No es sencillo averiguar la manera de reparar los daños, siempre irreparables o de casi imposible reparación, de un error. ¿En cuánto se indemniza a una persona a la que por equivocación se le ha arruinado una buena parte de su vida? En el caso del Rafael Ricardi los 13 años de cárcel sufridos se cuantificaron en 1.000.000 de euros. Si echamos cuentas, la desproporción es evidente. Qué poco vale la libertad.

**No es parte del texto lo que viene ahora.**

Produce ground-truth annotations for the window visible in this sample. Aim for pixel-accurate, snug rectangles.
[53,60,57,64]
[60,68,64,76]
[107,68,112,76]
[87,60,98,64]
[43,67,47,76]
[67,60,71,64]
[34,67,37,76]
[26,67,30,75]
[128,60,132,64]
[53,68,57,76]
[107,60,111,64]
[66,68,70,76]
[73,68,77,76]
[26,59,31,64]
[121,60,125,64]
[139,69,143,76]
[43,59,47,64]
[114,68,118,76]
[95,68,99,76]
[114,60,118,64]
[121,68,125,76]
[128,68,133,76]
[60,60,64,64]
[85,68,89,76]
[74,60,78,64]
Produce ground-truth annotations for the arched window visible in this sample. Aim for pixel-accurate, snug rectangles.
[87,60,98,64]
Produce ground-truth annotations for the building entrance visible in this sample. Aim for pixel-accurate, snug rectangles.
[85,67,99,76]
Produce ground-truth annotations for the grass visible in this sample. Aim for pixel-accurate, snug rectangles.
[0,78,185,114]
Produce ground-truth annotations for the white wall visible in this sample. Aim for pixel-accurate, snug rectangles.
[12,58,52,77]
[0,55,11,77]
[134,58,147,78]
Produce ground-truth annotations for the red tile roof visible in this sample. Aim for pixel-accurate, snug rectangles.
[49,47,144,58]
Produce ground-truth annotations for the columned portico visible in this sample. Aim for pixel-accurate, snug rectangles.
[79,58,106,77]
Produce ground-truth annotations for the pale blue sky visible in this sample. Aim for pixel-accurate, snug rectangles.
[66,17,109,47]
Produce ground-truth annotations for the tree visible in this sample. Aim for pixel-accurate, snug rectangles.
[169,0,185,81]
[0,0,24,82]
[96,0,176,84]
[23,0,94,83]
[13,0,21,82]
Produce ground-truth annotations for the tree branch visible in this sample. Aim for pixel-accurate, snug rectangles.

Con tan “bajos precios” no es extraño que la gente piense que los jueces no se anden con muchos remilgos a la hora de mandar a la gente a chirona o que casi nadie se alarme ante tan anormal funcionamiento de la administración de justicia. Corremos el riesgo de acostumbrarnos al error como si formara parte del destino y hasta es posible que se repita el dicho de Antonio en Los novios de que “a quien le toca, le toca”.
Cuenta la historia que a raíz de que se descubrirse el atroz error judicial del caso Jean Calas, un grito de horror se produjo en toda Europa. Ante la situación, el gobierno de Francia decidió llamar al presidente del tribunal que condenó a Calas. Cuando el ministro de Justicia le pidió explicaciones, el presidente, excusándose, dijo:
–Señor ministro, no hay caballo, por bueno que sea, que no tropiece.
–Lo admito, pero esta vez ha tropezado toda la recua –respondió el ministro–, que lo era el Cardenal Richelieu.
*** Javier Gómez de Liaño es abogado y consejero de EL ESPAÑOL.